While there are a number of such camps in the country this one is, by all accounts, the most prestigious. To be chosen to visit it is a real honour accorded only the most hard-working and successful students from, I suspect, the families with the highest songbun.
We met some of the children, including a group of ethnic Koreans visiting from Japan. One of them had recently visited London and spoke enough English for a brief conversation about it before she was whisked away.
I think these labels on the trees are intended to help them learn English. But with so many dotted around the camp they must think we have a lot of different names for trees!
The camp’s facilities
We toured the remarkable range of facilities which included an aquarium, aviary, water park, cinema/performance hall, sports field and more.
In the aquarium we donned fetching grey corduroy slip-ons to protect the floor from our outdoor shoes. and saw fish and reptiles in tanks, some of which wouldn’t have looked out of place in a well-kept zoo.
There were educational posters on the walls covering topics such as erosion as well as one with a rather scary image of a tsunami!
I was less impressed in the aviary where the birds were living in very small enclosures. Although some of them did seem to be comfortable enough in their accommodation. We spotted that the lovebirds were obliging with a very ‘educational’ performance!
Our guide told us that this was ‘change-over day’. Most of the children were touring the camp in groups, being introduced to their temporary home and its wonders, rather than making use of the facilities.

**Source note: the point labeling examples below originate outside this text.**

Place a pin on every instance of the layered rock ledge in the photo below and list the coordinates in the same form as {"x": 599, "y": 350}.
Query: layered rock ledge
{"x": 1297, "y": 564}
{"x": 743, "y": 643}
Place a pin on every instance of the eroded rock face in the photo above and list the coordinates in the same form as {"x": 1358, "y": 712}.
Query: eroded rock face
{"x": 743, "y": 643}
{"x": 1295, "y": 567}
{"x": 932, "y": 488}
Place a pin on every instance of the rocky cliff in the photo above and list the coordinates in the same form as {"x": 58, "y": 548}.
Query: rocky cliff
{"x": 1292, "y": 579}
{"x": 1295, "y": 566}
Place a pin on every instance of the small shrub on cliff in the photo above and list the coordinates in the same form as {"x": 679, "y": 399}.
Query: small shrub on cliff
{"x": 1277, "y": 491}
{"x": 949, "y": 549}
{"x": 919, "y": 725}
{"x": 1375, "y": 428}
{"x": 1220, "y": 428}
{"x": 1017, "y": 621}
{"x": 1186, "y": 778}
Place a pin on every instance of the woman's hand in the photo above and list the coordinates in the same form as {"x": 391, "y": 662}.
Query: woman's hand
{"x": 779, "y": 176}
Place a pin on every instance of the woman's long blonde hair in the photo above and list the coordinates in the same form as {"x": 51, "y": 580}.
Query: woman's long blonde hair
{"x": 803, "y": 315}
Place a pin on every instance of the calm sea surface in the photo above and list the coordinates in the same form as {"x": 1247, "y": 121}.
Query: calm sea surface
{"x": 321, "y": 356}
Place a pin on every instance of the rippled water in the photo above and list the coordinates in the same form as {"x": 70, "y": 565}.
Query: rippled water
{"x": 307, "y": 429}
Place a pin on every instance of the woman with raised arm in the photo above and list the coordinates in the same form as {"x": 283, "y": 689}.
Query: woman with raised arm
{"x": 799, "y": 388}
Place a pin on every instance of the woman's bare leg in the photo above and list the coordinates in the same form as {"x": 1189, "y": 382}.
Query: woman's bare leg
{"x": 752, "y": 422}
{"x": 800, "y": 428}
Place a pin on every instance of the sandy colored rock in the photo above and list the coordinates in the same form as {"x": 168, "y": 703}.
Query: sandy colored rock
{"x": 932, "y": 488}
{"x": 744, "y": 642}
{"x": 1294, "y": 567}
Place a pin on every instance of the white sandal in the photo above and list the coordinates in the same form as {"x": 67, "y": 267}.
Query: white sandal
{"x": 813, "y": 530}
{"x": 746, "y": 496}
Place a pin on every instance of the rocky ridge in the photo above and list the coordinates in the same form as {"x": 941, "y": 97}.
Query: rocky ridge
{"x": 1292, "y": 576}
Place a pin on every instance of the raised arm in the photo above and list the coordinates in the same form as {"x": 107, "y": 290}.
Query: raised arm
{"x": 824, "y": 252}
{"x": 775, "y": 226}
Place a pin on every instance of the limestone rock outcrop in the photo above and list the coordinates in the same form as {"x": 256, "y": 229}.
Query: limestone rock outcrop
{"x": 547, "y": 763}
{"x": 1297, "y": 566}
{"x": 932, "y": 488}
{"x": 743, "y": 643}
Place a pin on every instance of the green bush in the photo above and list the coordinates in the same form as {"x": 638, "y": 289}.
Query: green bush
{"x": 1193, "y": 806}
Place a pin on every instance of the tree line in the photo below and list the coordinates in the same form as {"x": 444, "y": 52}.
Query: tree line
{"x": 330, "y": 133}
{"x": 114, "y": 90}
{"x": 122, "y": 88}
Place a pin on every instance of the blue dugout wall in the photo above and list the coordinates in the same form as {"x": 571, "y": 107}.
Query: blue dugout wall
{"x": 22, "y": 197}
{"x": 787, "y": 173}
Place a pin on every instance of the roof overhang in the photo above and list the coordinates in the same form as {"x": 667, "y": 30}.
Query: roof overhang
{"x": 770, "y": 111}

But at the sports field we saw a group on the far side watching some of the girls participate in a bout of ssireum, the traditional Korean form of wrestling. This is similar to Japanese sumo and is practiced as both a combat sport and for self-defence.
Statues of the Great Leaders
Between the two main accommodation blocks are the obligatory statues of the Leaders. But here they are a little different from usual, depicting them surrounded by adoring children.
Our North Korean guide mentioned that the group of youngsters in green uniforms, having their photo taken here, were members of a youth organisation for children who have lost one or both parents through military service.
Our UK guide Carl later told me that they were most likely from a Revolutionary School. There are a small number of these elite schools in the country. Those chosen to study at these schools are historically children whose parent(s) died while serving in the Armed Forces, as our guide had said. This automatically gives these children a high status. Some very bright children and those of high-ranking party officials also study at these schools, which provide military training alongside academic lessons. The most famous example is the Red Flag Mangyongdae Revolutionary School in Pyongyang (near the birthplace of Kim Il Sung).
We went into one of the accommodation blocks where we saw the really rather nice rooms that they share, looking very much like a children’s hotel room! No prizes for guessing that we were looking at a girls’ room, by the way!
We were shown a large globe here which, we were told, had once been used by Kim Jong Il. We were struck by the style of décor which would not have appealed to that age group back home. It seemed much too childish and twee, more suitable for a seven-year-old or even younger.
However it certainly appeared that the children being welcomed at the camp that day were happy and excited to be there. And I doubt a cute bear with a fishing rod would spoil their stay in the slightest!